Tests are worth watching

Stars to watch...India's M. S. Dhoni, V. V. S Laxman and Sachin Tendulkar during a practice session. Cricket looks towards India and South Africa, the top two sides in the world, to produce a combative and sporting series.-K.R. DEEPAK

Players must turn a summer of discontent into a winter of glorious restoration. More than ever the game looks towards its leading lights, writes Peter Roebuck.

Cricket desperately needs its top teams to put on the sort of show that alone will repair the game's image. Of late cricket has more resembled a money laundering operation than a glorious recreation that fulfils adult expectations and stimulates childhood dreams. Don Bradman used to remind players that they were mere stewards of the game, shadows that flit across the front of a cave. Their task is to leave cricket in better shape than they found it. Suffice it to say that of late too may players have failed to meet that challenge.
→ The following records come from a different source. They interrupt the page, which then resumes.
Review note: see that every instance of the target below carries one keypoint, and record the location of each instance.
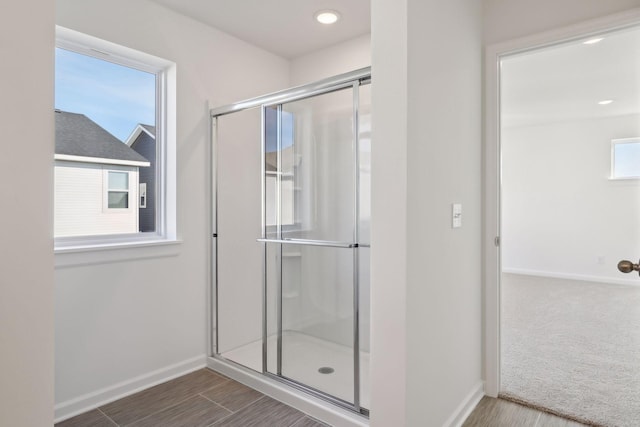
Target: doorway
(569, 150)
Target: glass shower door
(311, 233)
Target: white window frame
(617, 142)
(165, 139)
(142, 194)
(107, 189)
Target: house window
(625, 158)
(143, 195)
(117, 190)
(115, 144)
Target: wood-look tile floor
(492, 412)
(200, 399)
(207, 399)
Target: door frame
(492, 168)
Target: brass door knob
(627, 266)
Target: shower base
(304, 360)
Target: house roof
(140, 128)
(79, 136)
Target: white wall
(443, 165)
(426, 276)
(80, 200)
(562, 215)
(389, 368)
(509, 19)
(124, 323)
(26, 200)
(341, 58)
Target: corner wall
(340, 58)
(142, 317)
(426, 287)
(26, 198)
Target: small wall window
(115, 128)
(143, 195)
(118, 190)
(625, 158)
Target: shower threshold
(314, 362)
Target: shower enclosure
(291, 215)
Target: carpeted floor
(572, 348)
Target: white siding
(80, 203)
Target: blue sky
(115, 97)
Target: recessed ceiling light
(327, 17)
(593, 41)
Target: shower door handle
(627, 266)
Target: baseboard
(89, 401)
(568, 276)
(465, 408)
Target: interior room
(84, 326)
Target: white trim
(98, 48)
(89, 401)
(100, 160)
(467, 406)
(571, 276)
(492, 166)
(308, 404)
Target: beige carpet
(573, 348)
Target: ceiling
(284, 27)
(566, 81)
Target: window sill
(103, 253)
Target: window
(143, 195)
(625, 158)
(117, 190)
(115, 144)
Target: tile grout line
(108, 417)
(298, 420)
(166, 407)
(232, 412)
(239, 409)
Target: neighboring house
(143, 141)
(96, 179)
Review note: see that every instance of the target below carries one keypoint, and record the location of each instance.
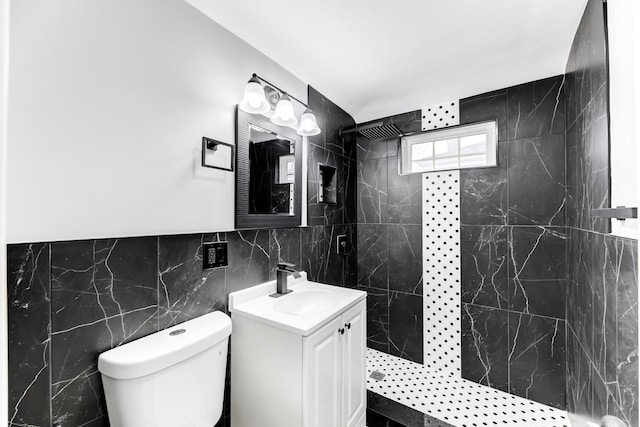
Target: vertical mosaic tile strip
(441, 115)
(441, 263)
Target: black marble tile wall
(389, 242)
(513, 243)
(601, 297)
(29, 296)
(332, 149)
(70, 301)
(512, 239)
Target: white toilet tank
(172, 378)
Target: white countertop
(255, 303)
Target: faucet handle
(285, 265)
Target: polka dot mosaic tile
(441, 270)
(456, 401)
(440, 115)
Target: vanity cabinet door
(322, 379)
(354, 365)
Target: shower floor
(454, 400)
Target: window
(460, 147)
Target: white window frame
(489, 129)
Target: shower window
(459, 147)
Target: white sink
(302, 302)
(302, 311)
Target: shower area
(495, 296)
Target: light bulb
(254, 101)
(284, 115)
(308, 124)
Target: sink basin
(301, 312)
(305, 302)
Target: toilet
(172, 378)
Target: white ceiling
(376, 58)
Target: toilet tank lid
(162, 349)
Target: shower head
(376, 131)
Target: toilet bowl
(172, 378)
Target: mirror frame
(245, 220)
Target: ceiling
(377, 58)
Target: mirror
(268, 174)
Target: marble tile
(331, 119)
(484, 265)
(350, 215)
(539, 297)
(333, 268)
(536, 177)
(537, 253)
(537, 358)
(372, 256)
(627, 330)
(483, 198)
(408, 122)
(405, 326)
(351, 257)
(536, 108)
(405, 258)
(579, 378)
(313, 251)
(580, 304)
(370, 150)
(372, 191)
(486, 106)
(404, 196)
(485, 346)
(574, 208)
(377, 319)
(284, 246)
(248, 259)
(104, 293)
(604, 266)
(186, 290)
(596, 163)
(324, 213)
(28, 303)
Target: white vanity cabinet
(334, 383)
(299, 376)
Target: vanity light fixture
(284, 114)
(255, 101)
(308, 124)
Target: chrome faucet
(282, 272)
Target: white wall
(4, 64)
(625, 109)
(108, 102)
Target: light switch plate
(214, 254)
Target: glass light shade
(308, 124)
(284, 114)
(254, 101)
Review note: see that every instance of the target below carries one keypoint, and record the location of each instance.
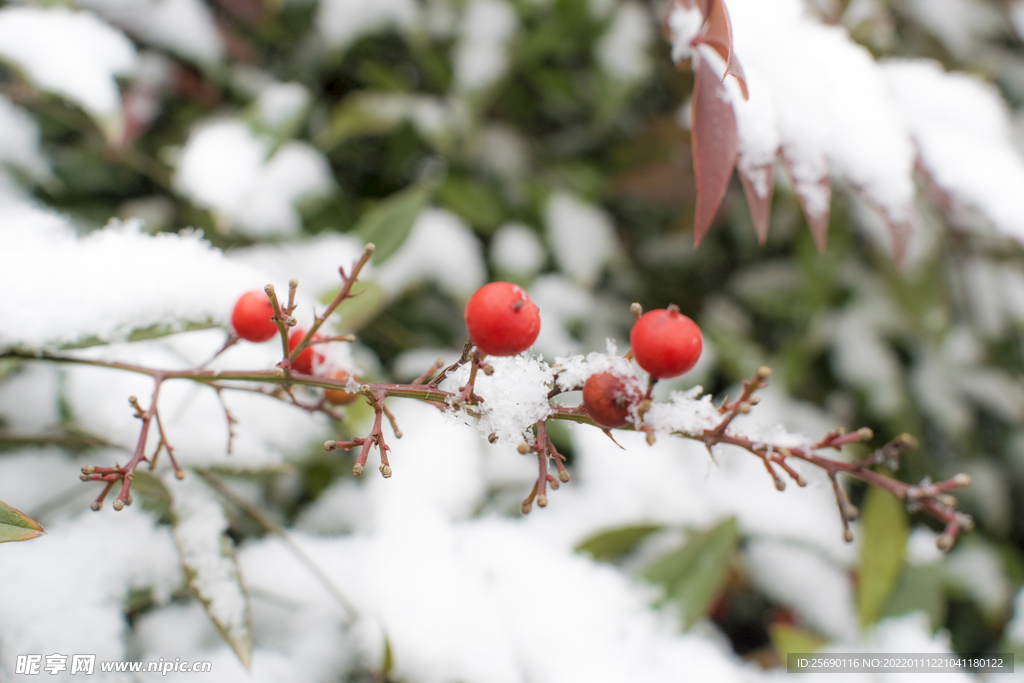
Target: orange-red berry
(502, 319)
(666, 343)
(251, 317)
(609, 399)
(340, 396)
(304, 361)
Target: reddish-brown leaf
(717, 34)
(763, 177)
(714, 145)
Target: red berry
(502, 319)
(666, 343)
(339, 396)
(304, 361)
(609, 399)
(251, 317)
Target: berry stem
(346, 291)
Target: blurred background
(546, 142)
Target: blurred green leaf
(614, 543)
(919, 589)
(474, 202)
(353, 117)
(367, 302)
(15, 525)
(884, 530)
(786, 639)
(388, 223)
(694, 573)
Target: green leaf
(388, 223)
(367, 302)
(354, 117)
(919, 589)
(15, 525)
(694, 573)
(474, 202)
(884, 529)
(614, 543)
(786, 639)
(211, 566)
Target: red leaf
(764, 177)
(717, 34)
(714, 145)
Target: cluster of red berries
(502, 321)
(253, 321)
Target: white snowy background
(432, 561)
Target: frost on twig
(208, 556)
(376, 436)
Every player involved ought to reflect on those games played in backyards, back streets and on patches of rough grass in Mumbai, Colombo and Pudsey. Did they imitate a hoodlum squeezing money from a victim, a shyster stealing from an innocent, a poseur bedecked in jewels or a great player belting the ball around?

What happened to those aspirations? A man needs to beware lest his reason for undertaking a task changes without him noticing. It is not an overnight thing — that occurs only in movies. Rather it is a stealthy operation. Suddenly the youngster realises he is in trouble or, with the lucky ones, that he is heading in the wrong direction and needs to change course.

None of those past players parading their ill-gotten gains on television or in parliament or coaching a team is truly content. They scrape the surface of life. Appearances can mislead. Their souls are corrupted and their reputations are in tatters. Of course they can fool backslappers and small talkers but the game remembers. The only way they can redeem themselves is by giving it all away and undertaking an activity that's not calculated to put even more money in their account.

The tortured need is to get rid of drugs and labels and marble and get back to basics. Much the same applies to cricket. As a matter of urgency it needs to reject mammon and to remember that its primary duty is to the young and the public. Moreover it needs to be placed in the hands of lovers not fakers.

Cricket looks towards India and South Africa, the top two sides in the world, to produce a combative and sporting series over the coming, festive season. It is not beyond their capacity. India's side includes some of the game's greatest and most enthralling batsmen. Let them play with gusto, let them fuel the dream.

South Africa also has a wonderful side, diverse and strong. Already local cricket has travelled a thousand miles and now it needs to go further, taking pride in its variety, remaining strong in its approach, building a new tradition, proving that Test cricket is worth watching and cares about its supporters and its position.

Meanwhile Australian and “English” cricketers must put their shoulders to the wheel. Over the years England has gained an unenviable reputation for playing all its best sport in the newspapers. But that is in the past. New England, Graeme Swann and Stuart Broad's country, is supposed to be made of sterner stuff. Let them prove it.

Cricket has fallen back in Australia. Locals have not seen a tight Ashes series for 24 years. Enthusiasts crave a thriller. They want to see sporting and attacking cricket, have heard enough about jiggery pokery to last them a lifetime.

Bradman's words ought to be pinned on the dressing room wall of every team in every country. Players must turn a summer of discontent into a winter of glorious restoration. More than ever the game looks towards its leading lights.